El G-6 y Trump
Estados Unidos, Gran Bretaña, Alemania, Francia, Italia, Canadá y Japón formaron el Grupo de los Siete como una especie de conclave regular entre las democracias líderes del mundo hace 40 años, durante la Guerra Fría. Su enfoque inicial era económico, para evitar precisamente el tipo de problemas comerciales que el presidente Donald Trump está ahora avivando debido a las crecientes divisiones políticas que podrían poner en peligro a la solidaridad que se instauró para hacerle frente a lo que entonces era la amenaza soviética. En el mundo de la post-Guerra Fría, el G-7 se transformó en una institución expresiva de la determinación de Occidente para perpetuar los valores —mercados libres, gobierno representativo, el estado de derecho— que sus miembros consideran haber sido vindicados por el colapso del imperio soviético.
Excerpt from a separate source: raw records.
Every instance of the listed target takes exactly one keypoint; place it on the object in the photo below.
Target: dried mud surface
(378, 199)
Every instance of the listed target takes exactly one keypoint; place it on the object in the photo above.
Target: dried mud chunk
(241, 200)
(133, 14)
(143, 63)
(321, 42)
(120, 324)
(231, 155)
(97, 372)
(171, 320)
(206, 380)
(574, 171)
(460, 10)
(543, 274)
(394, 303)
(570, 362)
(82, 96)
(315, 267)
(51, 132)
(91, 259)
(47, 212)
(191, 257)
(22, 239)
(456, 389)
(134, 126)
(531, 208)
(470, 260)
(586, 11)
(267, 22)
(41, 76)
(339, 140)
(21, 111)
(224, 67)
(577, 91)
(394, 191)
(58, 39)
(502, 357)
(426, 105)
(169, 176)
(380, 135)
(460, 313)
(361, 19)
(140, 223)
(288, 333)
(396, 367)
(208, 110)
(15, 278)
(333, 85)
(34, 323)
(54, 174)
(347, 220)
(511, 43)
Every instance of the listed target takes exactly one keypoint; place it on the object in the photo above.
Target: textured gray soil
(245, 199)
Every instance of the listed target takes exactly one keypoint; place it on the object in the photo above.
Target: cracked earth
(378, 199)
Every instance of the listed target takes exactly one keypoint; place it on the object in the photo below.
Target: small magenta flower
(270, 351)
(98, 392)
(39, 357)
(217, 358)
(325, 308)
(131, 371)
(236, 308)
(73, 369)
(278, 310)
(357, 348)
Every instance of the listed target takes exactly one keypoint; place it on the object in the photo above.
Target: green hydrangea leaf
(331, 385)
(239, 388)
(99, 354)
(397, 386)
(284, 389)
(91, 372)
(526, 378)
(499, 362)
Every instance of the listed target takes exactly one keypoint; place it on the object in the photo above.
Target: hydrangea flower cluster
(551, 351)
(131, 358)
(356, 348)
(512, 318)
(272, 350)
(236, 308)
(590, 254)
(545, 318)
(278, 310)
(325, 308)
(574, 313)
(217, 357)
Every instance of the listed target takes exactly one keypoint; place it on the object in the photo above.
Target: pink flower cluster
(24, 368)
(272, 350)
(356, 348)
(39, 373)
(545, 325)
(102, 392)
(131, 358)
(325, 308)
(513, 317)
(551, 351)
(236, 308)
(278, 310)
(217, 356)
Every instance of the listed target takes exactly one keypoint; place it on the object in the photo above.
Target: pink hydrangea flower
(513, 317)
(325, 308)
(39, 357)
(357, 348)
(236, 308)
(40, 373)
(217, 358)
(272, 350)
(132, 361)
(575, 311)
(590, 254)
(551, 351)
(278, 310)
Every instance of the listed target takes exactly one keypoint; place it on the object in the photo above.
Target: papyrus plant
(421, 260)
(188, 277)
Ante esto nos damos cuenta que la decisión de Trump, de sembrar la discordia dentro del G-7 —para antagonizar a los aliados más cercanos de Estados Unidos— es más que una pueril rabieta o una jugada para llamar la atención. Es el intento por socavar dichos valores que el G-7 ha querido resguardar. No sólo los aliados, sino los estadounidenses, también, deben aceptar el hecho de que el ostensible líder del mundo libre quizás no crea en verdad en ese mundo libre ni en querer dirigirlo.
Trump se unió a los otros líderes del G-7 en una cumbre en Canadá en su camino para reunirse con el dictador de Corea del Norte. Es un momento en el que un líder racional estadounidense reconocería lo beneficioso que es contar con aliados de su lado. Cada problema diplomático se puede manejar con mayor facilidad con un poco de ayuda de nuestros amigos, y el problema de convencer a Kim Jong Un de desnuclearizar a Corea del Norte es uno de los más difíciles.
Sin embargo, Trump escogió precisamente este momento para apabullar a otras democracias, en torno a lo que son, en el gran esquema de las cosas, insignificantes problemas comerciales. Otros presidentes han entendido que Estados Unidos se ha beneficiado, desproporcionalmente, de un sistema en el que ayuda mucho mantener la paz sin quedarse con cuantas indescifrables en su registro financiero nacional. Trump ve su deber como la expedición de exigencias mal definidas de “imparcialidad” hechas a países que, si así lo quisieren, podrían enumerar sus propias listas de prácticas económicas estadounidenses que no satisfacen a cada una de sus circunscripciones domésticas electorales. El punto de discrepancia de Trump, la verdaderamente imprudente y proteccionista política de Canadá de “administración de suplementos” lácteos, ilustra dicho punto, ya que Estados Unidos también cuenta con elaborados programas para apoyar a sus productores lecheros, proteger a los agricultores azucareros, entre otros.
Mientras tanto, Trump se mantiene infatigablemente conciliatorio con Rusia, país al que propuso que fuera readmitido al G-7. Esto es consistente con su admiración por aquellos líderes fuertes y con su transaccional noción amoral de relaciones con otros países, pero esto contradeciría las sanciones que los países de Occidente, incluyendo Estados Unidos, han impuesto por el intento desmesurado de asesinato en Gran Bretaña. Y recompensaría a Moscú aun cuando su interferencia en las elecciones del 2016 sigue sin resolverse.
“Tenemos un mundo que dirigir” fue la justificación de Trump —la cual resultará ser una sorpresa para los países que no han acorado ser “dirigidos” por él, ni por Rusia, ni siquiera por otros miembros del G-7. Si a Estados Unidos, en asociación con otras naciones colegas, le toca dirigir, eso impone una responsabilidad para hacer tal cosa de una manera mucho más amplia que en sólo ver por sus propios y estrechos intereses.